Tribune. Le risque de guerre ouverte entre la Russie et l’Ukraine, les inquiétudes quant à l’avenir de l’Afrique de l’Ouest ou encore les conséquences de l’alliance Aukus [un accord militaire entre l’Australie, le Royaume-Uni et les Etats-Unis sur la zone Indo-Pacifique] ont, pour une fois, imposé les questions internationales dans les thématiques de la campagne présidentielle. Mais, de nouveau, il existe un « angle mort » : l’Amérique latine.
Cette région a traditionnellement été l’oubliée de la France. Cela est dû, en partie, à une proximité historique, linguistique et culturelle avec l’Europe, qui alimente
– paradoxalement – le rejet de toute analyse approfondie de la part de certains décideurs politiques et économiques. Souvent, ils se confortent avec des idées reçues sur un sous-continent qu’ils voient avec une certaine condescendance, tant son rôle est considéré comme périphérique dans les grands équilibres internationaux. Malgré une augmentation progressive du nombre de latino-américanistes dans les administrations et les universités ces dernières années, la place accordée à l’Amérique latine dans la réflexion française est restée exiguë.
Or, cette région vit de profondes transformations. Si la France souhaite maintenir son rang diplomatique, l’Amérique latine doit revenir dans le radar de l’Elysée, afin de mettre en œuvre une politique renouvelée qui bénéficie de moyens appropriés et de l’attention présidentielle.

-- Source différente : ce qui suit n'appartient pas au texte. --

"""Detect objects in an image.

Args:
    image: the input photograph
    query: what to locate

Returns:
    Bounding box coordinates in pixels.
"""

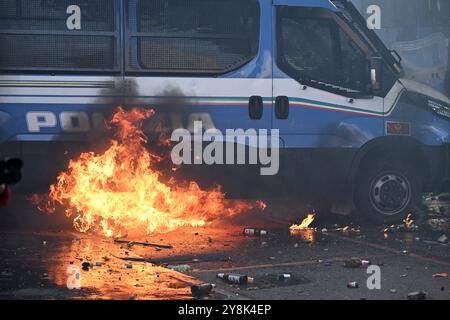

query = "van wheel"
[355,162,422,224]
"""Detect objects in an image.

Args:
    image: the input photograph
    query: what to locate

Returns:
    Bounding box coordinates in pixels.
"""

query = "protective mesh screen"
[0,0,115,31]
[0,34,115,69]
[0,0,117,70]
[137,0,259,73]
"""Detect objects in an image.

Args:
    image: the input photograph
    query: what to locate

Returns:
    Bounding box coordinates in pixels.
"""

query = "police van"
[0,0,450,223]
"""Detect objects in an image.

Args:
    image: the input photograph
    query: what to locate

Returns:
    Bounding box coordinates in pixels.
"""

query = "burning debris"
[242,228,267,237]
[32,107,264,237]
[383,214,419,234]
[289,210,316,233]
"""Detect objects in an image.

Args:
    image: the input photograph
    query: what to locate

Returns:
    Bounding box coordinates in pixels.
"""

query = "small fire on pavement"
[32,107,265,237]
[289,211,316,232]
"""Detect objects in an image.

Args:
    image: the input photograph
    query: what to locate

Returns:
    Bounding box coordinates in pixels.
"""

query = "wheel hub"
[371,173,411,215]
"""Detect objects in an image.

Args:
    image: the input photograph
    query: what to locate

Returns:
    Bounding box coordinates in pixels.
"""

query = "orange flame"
[289,211,316,232]
[32,107,265,237]
[403,214,414,229]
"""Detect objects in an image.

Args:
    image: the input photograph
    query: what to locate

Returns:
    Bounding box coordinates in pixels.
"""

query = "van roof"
[273,0,338,11]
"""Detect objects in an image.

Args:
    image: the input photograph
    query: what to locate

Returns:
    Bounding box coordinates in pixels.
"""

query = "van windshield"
[333,0,403,76]
[352,0,450,96]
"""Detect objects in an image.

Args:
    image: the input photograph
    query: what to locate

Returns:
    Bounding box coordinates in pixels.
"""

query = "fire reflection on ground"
[0,227,246,299]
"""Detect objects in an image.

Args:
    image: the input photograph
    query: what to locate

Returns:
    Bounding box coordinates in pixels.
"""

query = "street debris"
[81,262,91,271]
[407,291,428,300]
[361,260,371,268]
[383,214,419,234]
[217,273,254,284]
[242,228,267,237]
[191,283,216,298]
[166,264,191,272]
[114,239,173,249]
[278,273,292,281]
[344,257,371,268]
[436,234,448,243]
[433,273,448,278]
[289,210,316,233]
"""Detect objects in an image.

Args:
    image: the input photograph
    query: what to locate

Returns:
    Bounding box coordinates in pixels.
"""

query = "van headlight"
[428,99,450,119]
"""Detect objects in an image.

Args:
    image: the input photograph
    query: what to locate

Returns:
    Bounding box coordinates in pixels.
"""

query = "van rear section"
[0,0,450,223]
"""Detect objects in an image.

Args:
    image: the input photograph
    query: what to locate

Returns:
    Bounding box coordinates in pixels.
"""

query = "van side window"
[277,7,370,93]
[0,0,119,72]
[128,0,260,75]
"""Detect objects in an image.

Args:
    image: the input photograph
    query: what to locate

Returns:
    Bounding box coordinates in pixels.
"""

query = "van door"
[273,0,383,206]
[125,0,272,138]
[124,0,272,189]
[273,1,383,148]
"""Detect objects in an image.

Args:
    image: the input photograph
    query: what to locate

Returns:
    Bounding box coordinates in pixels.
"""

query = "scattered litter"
[433,273,448,278]
[217,273,254,284]
[407,291,428,300]
[289,210,317,233]
[242,228,267,237]
[191,283,216,298]
[361,260,371,268]
[166,264,191,272]
[344,258,362,268]
[436,234,448,243]
[81,262,91,271]
[397,214,419,231]
[278,273,292,281]
[114,239,173,249]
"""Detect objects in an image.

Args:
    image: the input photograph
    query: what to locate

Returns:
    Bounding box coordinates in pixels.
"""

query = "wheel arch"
[347,136,430,196]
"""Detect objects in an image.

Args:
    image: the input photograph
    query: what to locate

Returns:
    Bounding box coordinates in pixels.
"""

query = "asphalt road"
[0,195,450,300]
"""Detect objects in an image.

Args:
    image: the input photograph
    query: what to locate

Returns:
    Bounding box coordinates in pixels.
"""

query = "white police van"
[0,0,450,223]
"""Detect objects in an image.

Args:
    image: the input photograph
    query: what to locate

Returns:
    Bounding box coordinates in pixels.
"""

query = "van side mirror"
[369,57,383,91]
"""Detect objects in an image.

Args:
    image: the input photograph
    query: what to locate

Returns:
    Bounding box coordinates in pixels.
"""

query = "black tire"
[355,161,422,224]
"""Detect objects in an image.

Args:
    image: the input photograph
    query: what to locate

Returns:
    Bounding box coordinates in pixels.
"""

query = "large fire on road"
[32,107,265,237]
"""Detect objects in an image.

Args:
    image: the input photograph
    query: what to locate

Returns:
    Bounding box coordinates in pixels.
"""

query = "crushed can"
[242,228,267,237]
[191,283,216,298]
[347,281,359,289]
[217,273,253,284]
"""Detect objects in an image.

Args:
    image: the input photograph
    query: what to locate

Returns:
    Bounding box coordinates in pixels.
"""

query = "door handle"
[248,96,264,120]
[275,96,289,120]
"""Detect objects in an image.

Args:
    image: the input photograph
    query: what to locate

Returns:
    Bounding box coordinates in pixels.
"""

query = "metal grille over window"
[0,0,119,71]
[129,0,259,74]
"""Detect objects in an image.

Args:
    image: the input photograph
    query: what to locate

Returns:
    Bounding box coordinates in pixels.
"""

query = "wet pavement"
[0,195,450,300]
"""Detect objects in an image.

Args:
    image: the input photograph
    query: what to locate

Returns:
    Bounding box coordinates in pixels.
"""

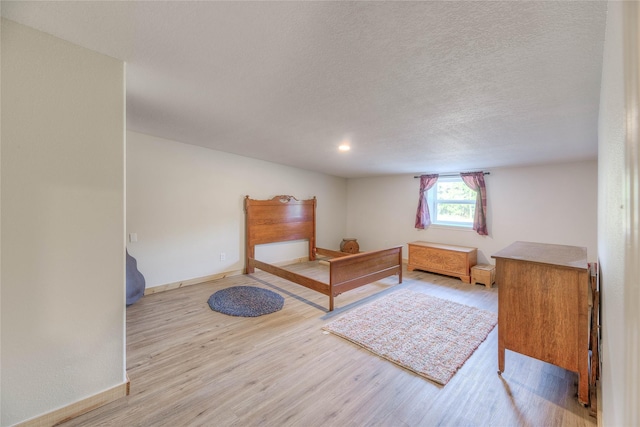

Montée en puissance de la Chine
L’Amérique latine n’est plus la chasse gardée des Etats-Unis. Elle est devenue l’un des principaux théâtres de la rivalité stratégique sino-américaine. En 2001, le commerce de la Chine avec les pays latino-américains s’élevait à quelques centaines de millions de dollars. Vingt ans plus tard, la Chine est devenue l’un des principaux partenaires commerciaux de la plupart d’entre eux et ne compte pas en rester là. En témoigne le dernier « plan d’action » adopté, mi-décembre 2021, par la Communauté d’Etats latino-américains et caribéens pour la coopération avec la Chine, qui prévoit de renforcer les investissements et les projets communs en matière de sécurité-défense et dans le domaine spatial, sans oublier les échanges sur les questions sanitaires liées au Covid-19.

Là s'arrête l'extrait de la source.